Converting 50 mm (millimolar) to mg/mL (milligrams per milliliter) requires understanding the molar mass of the substance in question. The molar mass is a critical piece of information because it allows us to convert between units of concentration based on molarity (moles per liter) and mass per unit volume (such as milligrams per milliliter). Since the question does not specify the substance, we will provide a general approach that can be applied to any solute.
Understanding Molarity and Mass Concentration
Molarity (M) is defined as the number of moles of solute per liter of solution. It is expressed in units of moles per liter (mol/L) or, equivalently, millimoles per milliliter (mmol/mL) when considering smaller volumes. To convert molarity to mass concentration (e.g., mg/mL), we need the molar mass of the substance. The formula to convert from molarity to mass concentration is: mass concentration (mg/mL) = molarity (mmol/mL) * molar mass (mg/mmol).
Conversion Steps
To illustrate the conversion process, let’s consider a specific substance. However, since the substance isn’t specified, we’ll use sodium chloride (NaCl) as an example because its molar mass is well-known and commonly calculated. The molar mass of NaCl is approximately 58.44 g/mol (or 58,440 mg/mol, since 1 g = 1,000 mg and 1 mol = 1,000 mmol).
The given concentration is 50 mm, which is equivalent to 50 mmol/L or 0.05 mol/L. To convert this to mg/mL, we first convert the molarity to mmol/mL: 50 mmol/L = 0.05 mmol/mL (since 1 L = 1,000 mL).
Now, we apply the formula using the molar mass of NaCl (58.44 mg/mmol): mass concentration = 0.05 mmol/mL * 58.44 mg/mmol.
| Substance | Molarity (mmol/mL) | Molar Mass (mg/mmol) | Mass Concentration (mg/mL) |
|---|---|---|---|
| Sodium Chloride (NaCl) | 0.05 | 58.44 | 2.922 |
Applying to Other Substances
For a substance with a different molar mass, the process remains the same: you need the molar mass of the substance to perform the conversion accurately. For example, if we were considering glucose (C6H12O6), which has a molar mass of approximately 180.16 g/mol (or 180,160 mg/mol), the conversion for a 50 mm solution would be significantly different.
First, convert the molarity to mmol/mL as before: 50 mmol/L = 0.05 mmol/mL.
Then, calculate the mass concentration using glucose's molar mass: mass concentration = 0.05 mmol/mL * 180.16 mg/mmol.

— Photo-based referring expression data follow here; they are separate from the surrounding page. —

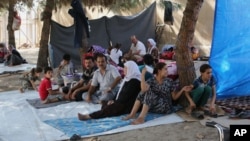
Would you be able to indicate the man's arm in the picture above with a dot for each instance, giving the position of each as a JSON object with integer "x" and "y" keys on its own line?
{"x": 117, "y": 81}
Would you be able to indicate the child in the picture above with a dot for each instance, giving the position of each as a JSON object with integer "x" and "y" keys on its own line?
{"x": 28, "y": 79}
{"x": 203, "y": 87}
{"x": 45, "y": 88}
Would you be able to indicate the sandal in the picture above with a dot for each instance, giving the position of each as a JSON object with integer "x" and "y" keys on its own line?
{"x": 197, "y": 115}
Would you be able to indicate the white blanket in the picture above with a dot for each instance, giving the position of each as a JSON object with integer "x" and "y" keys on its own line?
{"x": 20, "y": 121}
{"x": 24, "y": 67}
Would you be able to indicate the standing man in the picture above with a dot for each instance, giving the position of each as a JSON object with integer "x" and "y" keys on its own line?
{"x": 107, "y": 78}
{"x": 137, "y": 49}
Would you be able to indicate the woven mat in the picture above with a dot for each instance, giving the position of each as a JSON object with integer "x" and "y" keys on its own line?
{"x": 242, "y": 102}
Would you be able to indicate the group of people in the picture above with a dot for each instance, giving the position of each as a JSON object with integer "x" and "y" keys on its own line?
{"x": 139, "y": 90}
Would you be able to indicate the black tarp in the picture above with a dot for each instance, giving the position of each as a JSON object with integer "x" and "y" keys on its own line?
{"x": 116, "y": 29}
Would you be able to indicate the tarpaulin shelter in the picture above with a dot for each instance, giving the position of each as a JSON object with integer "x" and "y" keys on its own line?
{"x": 116, "y": 29}
{"x": 231, "y": 48}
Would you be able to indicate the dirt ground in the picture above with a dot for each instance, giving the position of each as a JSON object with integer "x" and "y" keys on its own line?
{"x": 185, "y": 131}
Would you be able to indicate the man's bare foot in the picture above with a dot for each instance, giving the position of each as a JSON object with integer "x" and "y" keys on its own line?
{"x": 139, "y": 120}
{"x": 128, "y": 117}
{"x": 21, "y": 90}
{"x": 83, "y": 117}
{"x": 46, "y": 101}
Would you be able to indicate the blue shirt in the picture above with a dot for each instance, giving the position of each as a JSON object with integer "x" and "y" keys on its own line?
{"x": 199, "y": 82}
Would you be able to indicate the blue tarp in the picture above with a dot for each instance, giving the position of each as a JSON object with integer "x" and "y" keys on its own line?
{"x": 230, "y": 50}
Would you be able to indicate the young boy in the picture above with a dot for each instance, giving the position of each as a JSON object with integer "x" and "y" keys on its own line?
{"x": 45, "y": 88}
{"x": 203, "y": 87}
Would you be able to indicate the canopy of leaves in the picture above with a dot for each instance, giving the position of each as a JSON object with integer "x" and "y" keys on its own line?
{"x": 4, "y": 4}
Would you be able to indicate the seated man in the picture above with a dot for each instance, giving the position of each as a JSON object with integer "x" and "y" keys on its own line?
{"x": 137, "y": 49}
{"x": 45, "y": 88}
{"x": 107, "y": 78}
{"x": 75, "y": 93}
{"x": 65, "y": 68}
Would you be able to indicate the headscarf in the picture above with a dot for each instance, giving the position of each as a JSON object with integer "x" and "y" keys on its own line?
{"x": 152, "y": 43}
{"x": 132, "y": 72}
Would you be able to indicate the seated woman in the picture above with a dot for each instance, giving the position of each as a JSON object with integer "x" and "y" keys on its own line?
{"x": 125, "y": 99}
{"x": 152, "y": 49}
{"x": 148, "y": 61}
{"x": 202, "y": 88}
{"x": 2, "y": 52}
{"x": 116, "y": 53}
{"x": 195, "y": 53}
{"x": 156, "y": 94}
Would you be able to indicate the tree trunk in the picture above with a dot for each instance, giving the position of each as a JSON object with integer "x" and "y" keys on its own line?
{"x": 184, "y": 60}
{"x": 84, "y": 46}
{"x": 10, "y": 22}
{"x": 42, "y": 60}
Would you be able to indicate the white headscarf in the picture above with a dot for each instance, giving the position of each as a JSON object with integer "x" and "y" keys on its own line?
{"x": 152, "y": 43}
{"x": 132, "y": 72}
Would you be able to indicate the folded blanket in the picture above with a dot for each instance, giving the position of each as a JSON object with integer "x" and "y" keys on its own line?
{"x": 36, "y": 103}
{"x": 71, "y": 126}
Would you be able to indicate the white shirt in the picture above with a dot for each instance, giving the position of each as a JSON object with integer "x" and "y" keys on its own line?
{"x": 105, "y": 81}
{"x": 139, "y": 46}
{"x": 115, "y": 55}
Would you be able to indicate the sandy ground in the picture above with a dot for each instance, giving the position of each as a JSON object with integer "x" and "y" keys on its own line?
{"x": 185, "y": 131}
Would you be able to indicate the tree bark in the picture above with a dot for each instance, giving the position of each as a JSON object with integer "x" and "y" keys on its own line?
{"x": 184, "y": 60}
{"x": 11, "y": 32}
{"x": 43, "y": 54}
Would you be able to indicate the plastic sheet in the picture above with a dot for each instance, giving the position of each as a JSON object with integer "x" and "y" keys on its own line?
{"x": 231, "y": 48}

| Substance | Molarity (mmol/mL) | Molar Mass (mg/mmol) | Mass Concentration (mg/mL) |
|---|---|---|---|
| Glucose (C6H12O6) | 0.05 | 180.16 | 9.008 |
Importance of Molar Mass
The molar mass of the substance is critical for accurate conversions between molarity and mass concentration. Different substances have vastly different molar masses, leading to significant variations in the mass concentration for the same molar concentration.
What is the formula to convert molarity to mass concentration?

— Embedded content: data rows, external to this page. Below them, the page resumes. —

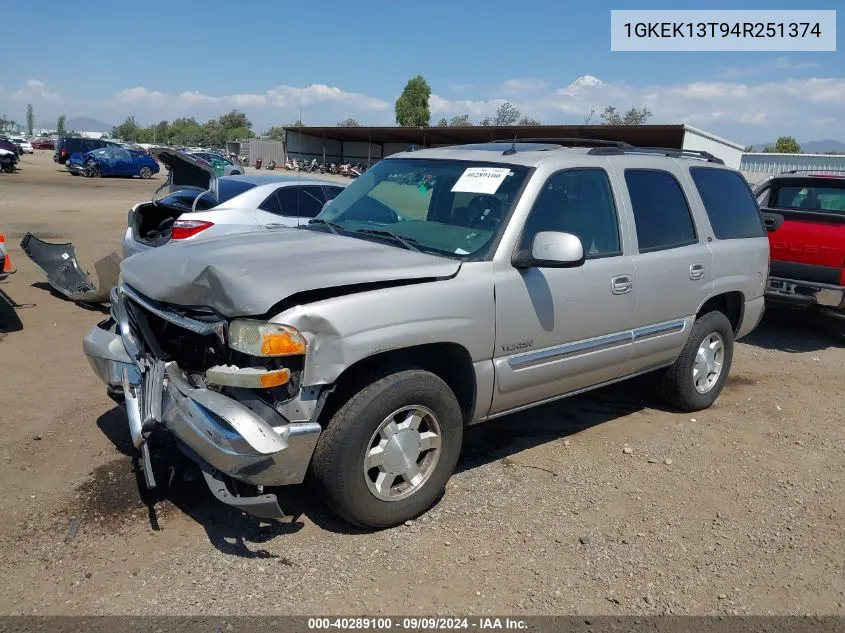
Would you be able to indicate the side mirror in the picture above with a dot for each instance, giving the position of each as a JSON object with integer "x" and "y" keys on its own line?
{"x": 552, "y": 249}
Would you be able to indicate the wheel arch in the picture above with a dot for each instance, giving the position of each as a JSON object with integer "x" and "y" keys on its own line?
{"x": 731, "y": 304}
{"x": 451, "y": 362}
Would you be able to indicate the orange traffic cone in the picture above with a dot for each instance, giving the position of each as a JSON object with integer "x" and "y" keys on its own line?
{"x": 6, "y": 258}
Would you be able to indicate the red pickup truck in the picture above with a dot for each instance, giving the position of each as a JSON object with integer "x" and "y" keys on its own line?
{"x": 804, "y": 213}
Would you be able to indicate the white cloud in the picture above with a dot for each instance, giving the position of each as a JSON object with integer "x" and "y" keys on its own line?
{"x": 35, "y": 90}
{"x": 522, "y": 85}
{"x": 279, "y": 97}
{"x": 776, "y": 103}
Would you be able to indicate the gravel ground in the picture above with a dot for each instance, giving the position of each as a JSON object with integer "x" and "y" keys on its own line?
{"x": 602, "y": 504}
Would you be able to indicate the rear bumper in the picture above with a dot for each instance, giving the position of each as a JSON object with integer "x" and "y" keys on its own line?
{"x": 805, "y": 294}
{"x": 260, "y": 450}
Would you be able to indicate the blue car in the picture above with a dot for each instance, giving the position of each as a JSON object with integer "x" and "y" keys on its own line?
{"x": 112, "y": 161}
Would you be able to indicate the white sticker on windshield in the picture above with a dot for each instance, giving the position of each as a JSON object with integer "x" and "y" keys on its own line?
{"x": 481, "y": 179}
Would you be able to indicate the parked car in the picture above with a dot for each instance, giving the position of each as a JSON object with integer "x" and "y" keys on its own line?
{"x": 804, "y": 213}
{"x": 24, "y": 145}
{"x": 68, "y": 145}
{"x": 223, "y": 165}
{"x": 7, "y": 144}
{"x": 10, "y": 159}
{"x": 442, "y": 288}
{"x": 230, "y": 204}
{"x": 112, "y": 161}
{"x": 43, "y": 143}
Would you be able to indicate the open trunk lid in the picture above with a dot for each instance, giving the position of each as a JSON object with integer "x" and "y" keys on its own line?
{"x": 185, "y": 172}
{"x": 152, "y": 222}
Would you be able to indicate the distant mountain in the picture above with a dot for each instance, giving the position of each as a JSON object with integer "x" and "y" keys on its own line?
{"x": 812, "y": 147}
{"x": 823, "y": 147}
{"x": 80, "y": 124}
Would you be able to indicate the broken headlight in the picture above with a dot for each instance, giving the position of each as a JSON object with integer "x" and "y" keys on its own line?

+The formula to convert from molarity (in mmol/mL) to mass concentration (in mg/mL) is: mass concentration (mg/mL) = molarity (mmol/mL) * molar mass (mg/mmol).
Why is the molar mass of the substance necessary for conversion?
+The molar mass is necessary because it allows us to convert the number of moles (or millimoles) of a substance per unit volume into the mass of the substance per unit volume. Different substances have different molar masses, so this value is specific to each substance.
In summary, converting 50 mm to mg/mL requires knowledge of the substance’s molar mass. The process involves converting the given molarity to mmol/mL and then multiplying by the molar mass of the substance to obtain the mass concentration in mg/mL. This approach is universally applicable but depends on accurate molar mass values for the substance in question.